Last Words
Copyright© 2025 by Stephen Crane
the Surrender of Forty Fort.
Immediately after the battle of 3rd July, my mother said, “We had best take the children and go into the Fort.”
But my father replied, “I will not go. I will not leave my property. All that I have in the world is here, and if the savages destroy it they may as well destroy me also.”
My mother said no other word. Our household was ever given to stern silence, and such was my training that it did not occur to me to reflect that if my father cared for his property it was not my property, and I was entitled to care somewhat for my life.
Colonel Denison was true to the word which he had passed to me at the Fort before the battle. He sent a messenger to my father, and this messenger stood in the middle of our living-room and spake with a clear, indifferent voice. “Colonel Denison bids me come here and say that John Bennet is a wicked man, and the blood of his own children will be upon his head.” As usual, my father said nothing. After the messenger had gone, he remained silent for hours in his chair by the fire, and this stillness was so impressive to his family that even my mother walked on tip-toe as she went about her work. After this long time my father said, “Mary!”
Mother halted and looked at him. Father spoke slowly, and as if every word was wrested from him with violent pangs. “Mary, you take the girls and go to the Fort. I and Solomon and Andrew will go over the mountain to Stroudsberg.”
Immediately my mother called us all to set about packing such things as could be taken to the Fort. And by nightfall we had seen them within its pallisade, and my father, myself, and my little brother Andrew, who was only eleven years old, were off over the hills on a long march to the Delaware settlements. Father and I had our rifles, but we seldom dared to fire them, because of the roving bands of Indians. We lived as well as we could on blackberries and raspberries. For the most part, poor little Andrew rode first on the back of my father and then on my back. He was a good little man, and only cried when he would wake in the dead of night very cold and very hungry. Then my father would wrap him in an old grey coat that was so famous in the Wyoming country that there was not even an Indian who did not know of it. But this act he did without any direct display of tenderness, for the fear, I suppose, that he would weaken little Andrew’s growing manhood. Now, in these days of safety, and even luxury, I often marvel at the iron spirit of the people of my young days. My father, without his coat and no doubt very cold, would then sometimes begin to pray to his God in the wilderness, but in low voice, because of the Indians. It was July, but even July nights are cold in the pine mountains, breathing a chill which goes straight to the bones.
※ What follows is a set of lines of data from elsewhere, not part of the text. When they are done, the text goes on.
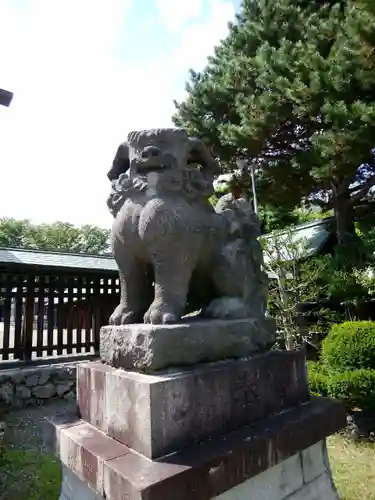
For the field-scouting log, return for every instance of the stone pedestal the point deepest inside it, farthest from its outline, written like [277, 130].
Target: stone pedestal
[147, 348]
[237, 429]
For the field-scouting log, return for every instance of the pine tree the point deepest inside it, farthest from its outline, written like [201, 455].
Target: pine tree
[292, 89]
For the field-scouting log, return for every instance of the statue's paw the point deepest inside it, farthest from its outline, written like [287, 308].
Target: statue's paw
[123, 316]
[160, 315]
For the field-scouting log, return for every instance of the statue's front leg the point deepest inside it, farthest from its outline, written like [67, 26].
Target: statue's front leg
[136, 291]
[173, 266]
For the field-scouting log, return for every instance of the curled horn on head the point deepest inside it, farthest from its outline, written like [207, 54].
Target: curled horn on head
[120, 162]
[198, 153]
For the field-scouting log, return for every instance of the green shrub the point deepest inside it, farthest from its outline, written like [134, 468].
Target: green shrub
[355, 388]
[317, 379]
[350, 346]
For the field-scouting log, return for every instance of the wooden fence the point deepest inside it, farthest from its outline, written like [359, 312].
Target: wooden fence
[48, 316]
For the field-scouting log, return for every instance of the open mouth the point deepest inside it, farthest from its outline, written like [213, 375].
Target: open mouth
[151, 166]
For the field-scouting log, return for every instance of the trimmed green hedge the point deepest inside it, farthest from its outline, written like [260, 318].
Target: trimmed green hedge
[350, 346]
[355, 388]
[347, 368]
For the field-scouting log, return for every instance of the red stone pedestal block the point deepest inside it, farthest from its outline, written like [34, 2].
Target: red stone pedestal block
[241, 429]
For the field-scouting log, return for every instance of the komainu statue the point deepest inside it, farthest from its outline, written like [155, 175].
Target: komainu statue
[177, 254]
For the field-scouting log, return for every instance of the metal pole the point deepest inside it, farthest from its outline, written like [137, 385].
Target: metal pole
[253, 185]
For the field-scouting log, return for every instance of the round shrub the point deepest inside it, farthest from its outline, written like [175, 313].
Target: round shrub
[350, 346]
[317, 379]
[355, 388]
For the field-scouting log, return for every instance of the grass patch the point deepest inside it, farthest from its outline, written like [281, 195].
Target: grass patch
[27, 474]
[353, 467]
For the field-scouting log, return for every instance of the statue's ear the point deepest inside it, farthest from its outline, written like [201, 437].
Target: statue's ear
[120, 162]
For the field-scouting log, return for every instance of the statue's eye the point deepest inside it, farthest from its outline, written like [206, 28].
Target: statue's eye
[150, 151]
But it is not my intention to give in this section the ordinary adventures of the masculine part of my family. As a matter of fact, my mother and the girls were undergoing in Forty Fort trials which made as nothing the happenings on our journey, which ended in safety.
My mother and her small flock were no sooner established in the crude quarters within the pallisade than negotiations were opened between Colonel Denison and Colonel Zebulon Butler on the American side, and “Indian Butler” on the British side, for the capitulation of the Fort with such arms and military stores as it contained, the lives of the settlers to be strictly preserved. But “Indian Butler” did not seem to feel free to promise safety for the lives of the Continental Butler and the pathetic little fragment of the regular troops. These men always fought so well against the Indians that whenever the Indians could get them at their mercy there was small chances of anything but a massacre. So every regular left before the surrender; and I fancy that Colonel Zebulon Butler considered himself a much-abused man, for if we had left ourselves entirely under his direction there is no doubt but what we could have saved the valley. He had taken us out on 3rd July because our militia officers had almost threatened him. In the end he had said, “Very well, I can go as far as any of you.” I was always on Butler’s side of the argument, but owing to the singular arrangement of circumstances, my opinion at the age of sixteen counted upon neither the one side nor the other.
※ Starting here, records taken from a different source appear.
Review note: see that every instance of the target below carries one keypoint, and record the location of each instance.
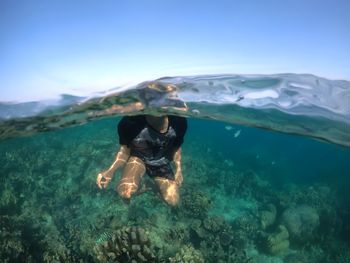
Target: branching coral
(128, 244)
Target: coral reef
(277, 242)
(128, 244)
(195, 204)
(301, 222)
(268, 216)
(51, 210)
(187, 254)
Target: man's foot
(146, 186)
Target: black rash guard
(154, 148)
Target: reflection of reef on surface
(51, 210)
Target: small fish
(237, 133)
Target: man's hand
(178, 177)
(103, 179)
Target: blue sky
(67, 46)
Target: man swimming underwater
(148, 144)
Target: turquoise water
(249, 195)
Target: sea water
(278, 194)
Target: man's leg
(169, 190)
(131, 177)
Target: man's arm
(121, 158)
(178, 171)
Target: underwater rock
(277, 242)
(128, 244)
(195, 204)
(268, 216)
(187, 254)
(295, 258)
(301, 222)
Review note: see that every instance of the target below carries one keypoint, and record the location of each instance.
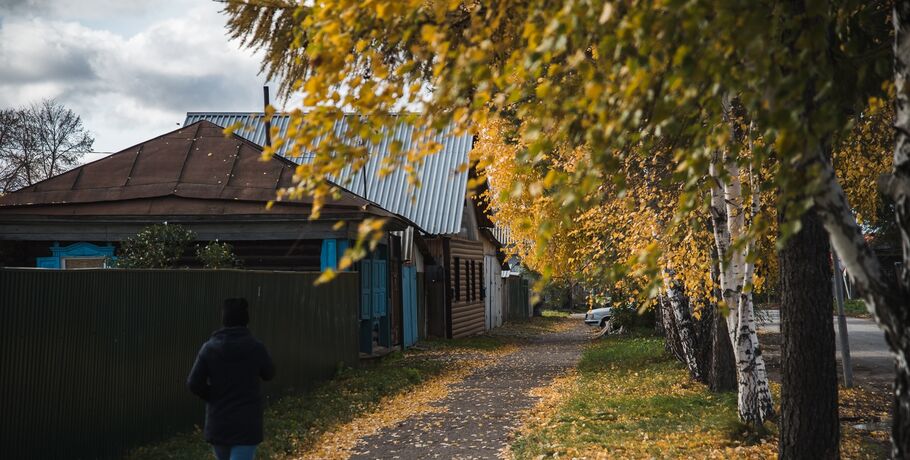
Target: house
(451, 259)
(214, 185)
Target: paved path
(483, 409)
(868, 351)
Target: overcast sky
(130, 68)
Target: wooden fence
(93, 362)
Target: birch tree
(39, 141)
(621, 81)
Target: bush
(155, 246)
(217, 255)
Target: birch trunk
(754, 400)
(679, 309)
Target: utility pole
(842, 322)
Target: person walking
(226, 376)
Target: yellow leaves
(430, 34)
(327, 275)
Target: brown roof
(193, 163)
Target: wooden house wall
(465, 267)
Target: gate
(409, 304)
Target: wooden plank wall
(467, 317)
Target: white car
(598, 316)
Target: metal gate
(409, 304)
(492, 291)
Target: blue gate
(374, 305)
(409, 304)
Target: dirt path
(482, 410)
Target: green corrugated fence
(93, 362)
(516, 295)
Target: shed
(444, 217)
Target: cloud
(127, 87)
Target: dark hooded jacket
(226, 375)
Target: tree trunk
(671, 336)
(723, 364)
(685, 331)
(754, 402)
(809, 425)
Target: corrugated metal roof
(436, 207)
(211, 173)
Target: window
(473, 281)
(483, 285)
(470, 281)
(457, 287)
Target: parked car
(598, 316)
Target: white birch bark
(679, 308)
(754, 401)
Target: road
(871, 358)
(481, 412)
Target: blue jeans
(234, 452)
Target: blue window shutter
(342, 246)
(366, 293)
(329, 256)
(47, 262)
(379, 290)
The Fort was left in charge of Colonel Denison. He had stipulated before the surrender that no Indians should be allowed to enter the stockade and molest these poor families of women whose fathers and brothers were either dead or fled over the mountains, unless their physical debility had been such that they were able neither to get killed in the battle nor to take the long trail to the Delaware. Of course, this excepts those men who were with Washington.